All at once Annie Rose was overwhelmed. “I’m from here,” she said, and it was all too much, too foreign, too thick with sameness and strangeness. She was suddenly unanchored, only 14 years old, and she escaped to our peaceful hotel to read in the hammock in the rooftop garden until it was time to go.
The day before she had said after a long silence, “Do you think my mother buried the placenta?”
Brenda was the first to speak. “Oh, for sure,” she answered. “For sure, you were born at home. Your placenta is in Boca del Monte.”
Since we’d left the city, she had been one of many, seeing her reflection everywhere we went. Now and then she laughed at our pale faces, her tall father sticking up above the black-haired crowd, and she struggled with her own more subtle separation. When we went to the Hotel Santo Tomás, a few blocks from the church, to meet the van we were taking down to Antigua, we had another line to cross. Outside the front door of the hotel, in the bright spring sun, were sidewalk booths draped in colour, barefoot children, street vendors holding up weavings and calling out the price. Through the foyer, past a security guard keeping the vendors and children out, were captive parrots, a marimba band, and half a hundred heat-befuddled visitors in shorts and T-shirts, clutching bags. We came in the front, but I felt like looking for the side door, because she – and we – were different all over again.

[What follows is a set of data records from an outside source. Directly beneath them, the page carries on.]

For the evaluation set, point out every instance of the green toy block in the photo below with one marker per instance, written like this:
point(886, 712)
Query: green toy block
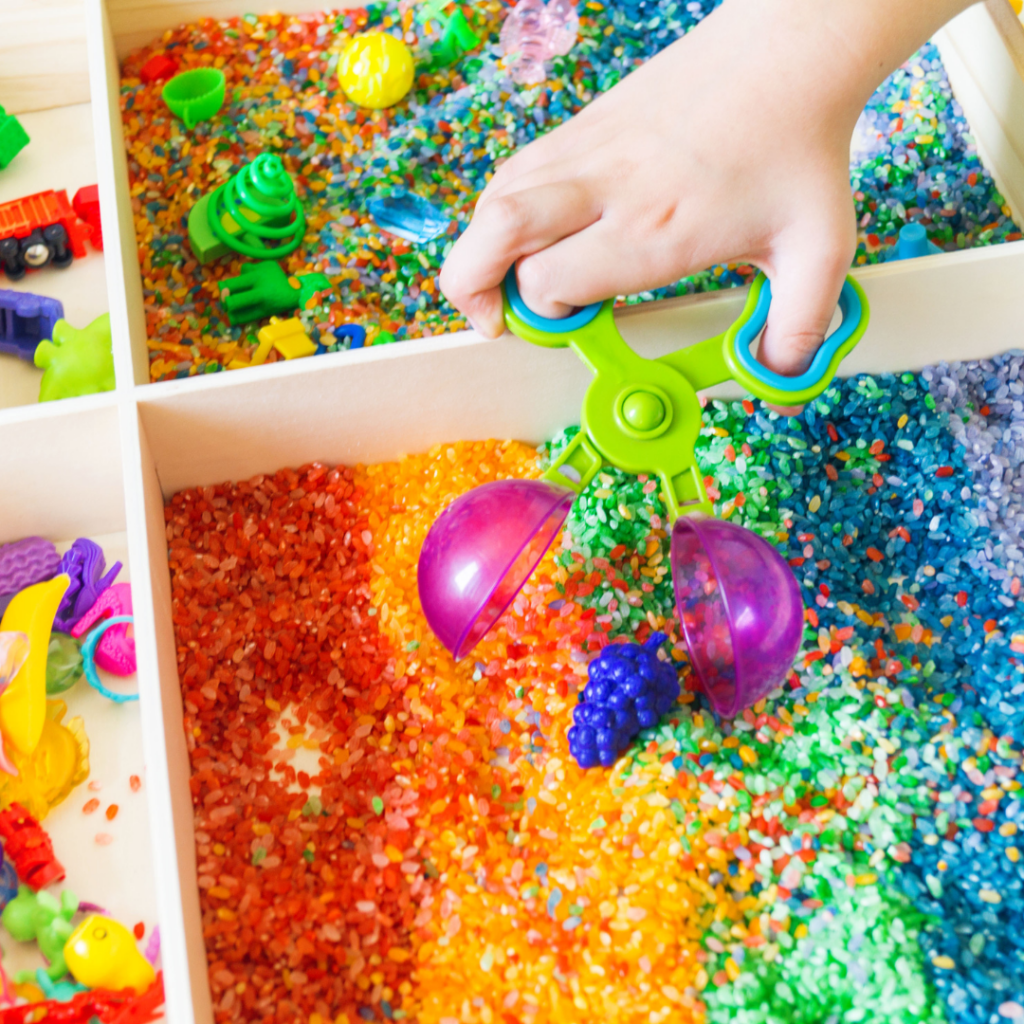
point(264, 290)
point(76, 361)
point(13, 138)
point(41, 916)
point(205, 245)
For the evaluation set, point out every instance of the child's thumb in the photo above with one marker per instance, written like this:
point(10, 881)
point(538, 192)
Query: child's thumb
point(804, 296)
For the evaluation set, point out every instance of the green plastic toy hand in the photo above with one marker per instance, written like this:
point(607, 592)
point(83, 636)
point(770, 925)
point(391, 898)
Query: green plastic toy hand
point(23, 916)
point(263, 290)
point(41, 916)
point(76, 361)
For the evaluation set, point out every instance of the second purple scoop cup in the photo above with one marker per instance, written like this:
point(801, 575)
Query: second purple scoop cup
point(739, 607)
point(480, 551)
point(738, 604)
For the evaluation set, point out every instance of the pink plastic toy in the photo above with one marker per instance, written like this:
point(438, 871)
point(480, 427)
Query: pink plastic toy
point(535, 32)
point(116, 651)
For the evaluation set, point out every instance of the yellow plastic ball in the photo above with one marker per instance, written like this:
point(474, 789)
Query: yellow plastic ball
point(376, 70)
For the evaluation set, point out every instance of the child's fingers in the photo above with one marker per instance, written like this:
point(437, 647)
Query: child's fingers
point(805, 292)
point(608, 258)
point(501, 231)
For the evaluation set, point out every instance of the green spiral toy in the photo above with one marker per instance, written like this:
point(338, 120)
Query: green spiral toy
point(256, 214)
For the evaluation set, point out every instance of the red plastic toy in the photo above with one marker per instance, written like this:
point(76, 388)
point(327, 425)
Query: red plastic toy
point(29, 848)
point(37, 230)
point(107, 1007)
point(157, 69)
point(86, 205)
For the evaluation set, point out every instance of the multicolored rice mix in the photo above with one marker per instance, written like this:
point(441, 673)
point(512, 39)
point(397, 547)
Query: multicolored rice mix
point(912, 160)
point(384, 835)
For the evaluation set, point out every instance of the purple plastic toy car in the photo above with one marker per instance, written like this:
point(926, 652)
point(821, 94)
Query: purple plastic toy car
point(26, 320)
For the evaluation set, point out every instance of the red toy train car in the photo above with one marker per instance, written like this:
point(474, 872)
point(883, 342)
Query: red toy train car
point(29, 848)
point(37, 230)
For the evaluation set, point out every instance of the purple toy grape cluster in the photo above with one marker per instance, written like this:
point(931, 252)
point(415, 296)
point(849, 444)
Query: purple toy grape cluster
point(629, 689)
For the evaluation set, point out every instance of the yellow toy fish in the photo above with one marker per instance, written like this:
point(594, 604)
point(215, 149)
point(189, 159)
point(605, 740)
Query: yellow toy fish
point(101, 953)
point(23, 704)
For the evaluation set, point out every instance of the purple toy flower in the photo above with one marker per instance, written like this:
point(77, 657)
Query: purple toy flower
point(25, 562)
point(84, 562)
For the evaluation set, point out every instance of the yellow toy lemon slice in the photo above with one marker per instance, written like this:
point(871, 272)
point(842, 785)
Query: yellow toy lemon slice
point(23, 705)
point(376, 70)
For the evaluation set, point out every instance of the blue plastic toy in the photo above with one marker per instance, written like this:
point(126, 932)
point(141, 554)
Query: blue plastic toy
point(408, 215)
point(89, 659)
point(355, 334)
point(630, 689)
point(26, 320)
point(912, 242)
point(8, 883)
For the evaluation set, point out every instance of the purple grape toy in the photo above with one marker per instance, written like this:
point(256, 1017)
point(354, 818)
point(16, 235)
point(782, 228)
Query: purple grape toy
point(630, 689)
point(84, 562)
point(25, 562)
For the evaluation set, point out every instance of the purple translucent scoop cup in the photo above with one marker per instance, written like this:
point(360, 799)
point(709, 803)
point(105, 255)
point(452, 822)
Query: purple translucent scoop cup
point(480, 551)
point(739, 607)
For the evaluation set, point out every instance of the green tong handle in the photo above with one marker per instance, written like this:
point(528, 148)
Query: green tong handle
point(643, 416)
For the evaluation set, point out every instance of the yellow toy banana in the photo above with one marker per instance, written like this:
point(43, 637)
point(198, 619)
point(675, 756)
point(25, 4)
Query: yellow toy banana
point(23, 704)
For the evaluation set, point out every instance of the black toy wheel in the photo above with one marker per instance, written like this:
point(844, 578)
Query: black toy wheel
point(36, 252)
point(10, 257)
point(56, 239)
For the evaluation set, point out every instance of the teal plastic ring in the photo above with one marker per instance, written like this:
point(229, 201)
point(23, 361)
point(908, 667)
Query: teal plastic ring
point(578, 320)
point(852, 310)
point(89, 659)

Some days later, we returned to the city and the Hotel del Centro, where we’d stayed 12 years ago during the complex process of adoption. It is a dim and quiet haven in Zona 1, the oldest part of the city, near the main plaza. Our rooms there was eerily familiar, dreamlike in the sameness of its detail. Nothing seemed to have changed since she’d been so tiny I could bathe her in the bathroom sink. We wandered around the hotel’s rooftop terrace and stared down at the city, Annie Rose repeating to herself, “I don’t want to go, I don’t want to go.” The mountains were hidden in the smoky haze, clouds like curtains on the heart of the sky. “Wait!” sings the Popol Vuh. “Thou Maker, thou Modeler, look at us, listen to us, don’t let us fall, don’t leave us aside … give us our sign, our word, as long as there is day, as long as there is light.”
That weekend, Bishop Juan José Gerardi had been assassinated, shortly after releasing a painstaking report on human rights abuses during the war. We returned to a city in mourning. It was not obvious on the street, in the frantic Zona 1 crowd of shops, restaurants, and banks. Business never stops in Guatemala. But the church bells rang, and while we ate dinner with Julio and Maralise, picking at paella and this sorrowful death of a personal friend, thousands of people marched in the street, shouting “Nunca más”, Never again.
When we’d met Rigoberto Quemé, Bob had asked him, “How do you stay optimistic?” He’d though awhile and said, “It’s part of the cosmic vision of the Mayan culture. Cycles begin and end. After a bad time, a good time starts. That is part of the culture. After a bad time, there will be a cycle of happiness.”
A few weeks after our return to the States, Annie Rose went to the mall with a friend and came home with her long black hair cut short. Her room is a jumble of jeans and T-shirts and Mayan hair ribbons and a poster the mayor gave her, celebrating the peace. The disparate elements are slowly weaving themselves together for all of us; Guatemala feels near now, and familiar. Do you feel more Guatemalan? I ask her, and she says yes. And more American. And more herself. Then I ask her where she wants to go when we return to Guatemala, her answer is unequivocal: Boca del Monte. “That’s where I was born,” she says. “I want to go back again.”